This work addresses the high inference latency of large language models caused by autoregressive decoding and the substantial computational overhead introduced by existing speculative decoding methods when enhancing draft model quality. The authors propose PRISM, an architecture that decouples model parameters and restructures computational pathways to distribute each prediction step across distinct parameter subsets, thereby disentangling model capacity from inference cost. PRISM significantly increases accepted sequence length while maintaining low draft latency and demonstrates superior data-efficiency scaling properties. When integrated into a highly optimized inference engine, PRISM achieves over 2.6× end-to-end decoding throughput improvement, outperforming all existing draft model architectures.

Large Language Models (LLMs), constrained by their auto-regressive nature, suffer from slow decoding. Speculative decoding methods have emerged as a promising solution to accelerate LLM decoding, attracting attention from both systems and AI research communities.
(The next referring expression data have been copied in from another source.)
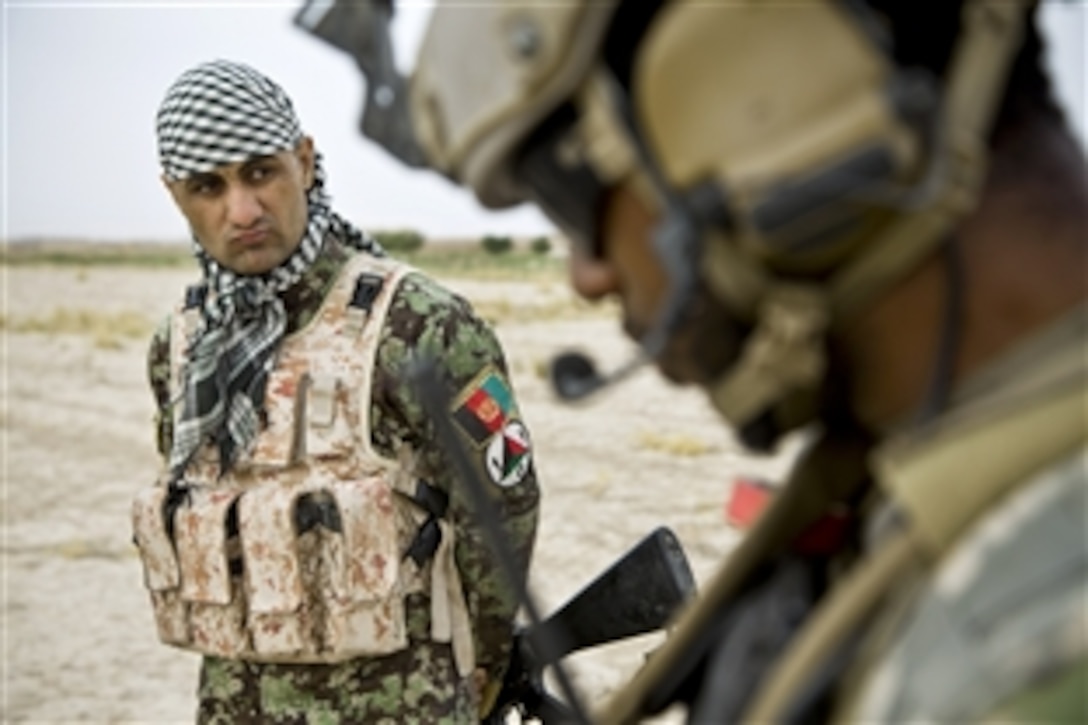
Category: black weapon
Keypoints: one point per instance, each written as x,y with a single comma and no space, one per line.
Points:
638,594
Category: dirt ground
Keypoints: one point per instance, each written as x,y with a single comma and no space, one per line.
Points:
78,640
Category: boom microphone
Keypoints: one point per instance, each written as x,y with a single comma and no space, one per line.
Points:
575,376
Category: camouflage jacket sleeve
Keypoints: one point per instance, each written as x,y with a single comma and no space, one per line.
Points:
158,375
428,320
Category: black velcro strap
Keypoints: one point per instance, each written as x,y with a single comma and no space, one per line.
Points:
434,502
366,291
195,295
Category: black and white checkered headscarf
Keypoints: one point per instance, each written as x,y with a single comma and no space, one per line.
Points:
219,113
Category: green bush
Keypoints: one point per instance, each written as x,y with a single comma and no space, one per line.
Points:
540,245
496,245
400,241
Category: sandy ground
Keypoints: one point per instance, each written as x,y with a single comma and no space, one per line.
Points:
78,641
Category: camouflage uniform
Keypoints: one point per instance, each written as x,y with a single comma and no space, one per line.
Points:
421,683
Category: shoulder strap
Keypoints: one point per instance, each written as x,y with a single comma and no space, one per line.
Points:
987,450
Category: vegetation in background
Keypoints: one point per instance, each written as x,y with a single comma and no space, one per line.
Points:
496,245
98,254
398,242
540,245
108,330
458,259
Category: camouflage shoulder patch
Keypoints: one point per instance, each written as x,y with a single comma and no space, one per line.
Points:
486,413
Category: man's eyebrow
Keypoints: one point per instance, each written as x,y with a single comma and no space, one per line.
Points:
201,176
259,159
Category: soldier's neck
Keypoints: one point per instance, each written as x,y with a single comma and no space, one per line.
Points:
1025,253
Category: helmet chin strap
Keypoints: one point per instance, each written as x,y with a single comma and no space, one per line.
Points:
775,385
776,382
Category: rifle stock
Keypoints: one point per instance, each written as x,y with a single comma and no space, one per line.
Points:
638,594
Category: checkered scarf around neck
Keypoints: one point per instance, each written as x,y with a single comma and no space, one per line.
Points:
219,113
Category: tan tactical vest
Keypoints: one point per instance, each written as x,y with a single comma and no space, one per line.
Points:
317,570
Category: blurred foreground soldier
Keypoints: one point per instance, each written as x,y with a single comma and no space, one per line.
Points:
862,219
308,537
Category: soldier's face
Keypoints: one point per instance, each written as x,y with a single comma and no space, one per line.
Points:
250,216
629,269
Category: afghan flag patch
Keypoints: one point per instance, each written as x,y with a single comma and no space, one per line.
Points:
484,406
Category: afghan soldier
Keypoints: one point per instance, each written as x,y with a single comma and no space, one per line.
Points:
308,535
861,220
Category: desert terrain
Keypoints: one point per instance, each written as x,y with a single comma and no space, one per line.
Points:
78,640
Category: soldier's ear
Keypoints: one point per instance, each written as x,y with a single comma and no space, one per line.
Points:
173,187
305,155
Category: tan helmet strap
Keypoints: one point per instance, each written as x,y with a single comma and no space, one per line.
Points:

Recently, the pursuit of better draft quality has driven a trend toward parametrically larger draft models, which inevitably introduces substantial computational overhead. While existing work attempts to balance the trade-off between prediction accuracy and compute latency, we address this fundamental dilemma through architectural innovation. We propose PRISM, which disaggregates the computation of each predictive step across different parameter sets, refactoring the computational pathways of draft models to successfully decouple model capacity from inference cost. Through extensive experiments, we demonstrate that PRISM outperforms all existing draft architectures, achieving exceptional acceptance lengths while maintaining minimal draft latency for superior end-to-end speedup. We also re-examine scaling laws with PRISM, revealing that PRISM scales more effectively with expanding data volumes than other draft architectures. Through rigorous and fair comparison, we show that PRISM boosts the decoding throughput of an already highly optimized inference engine by more than 2.6x.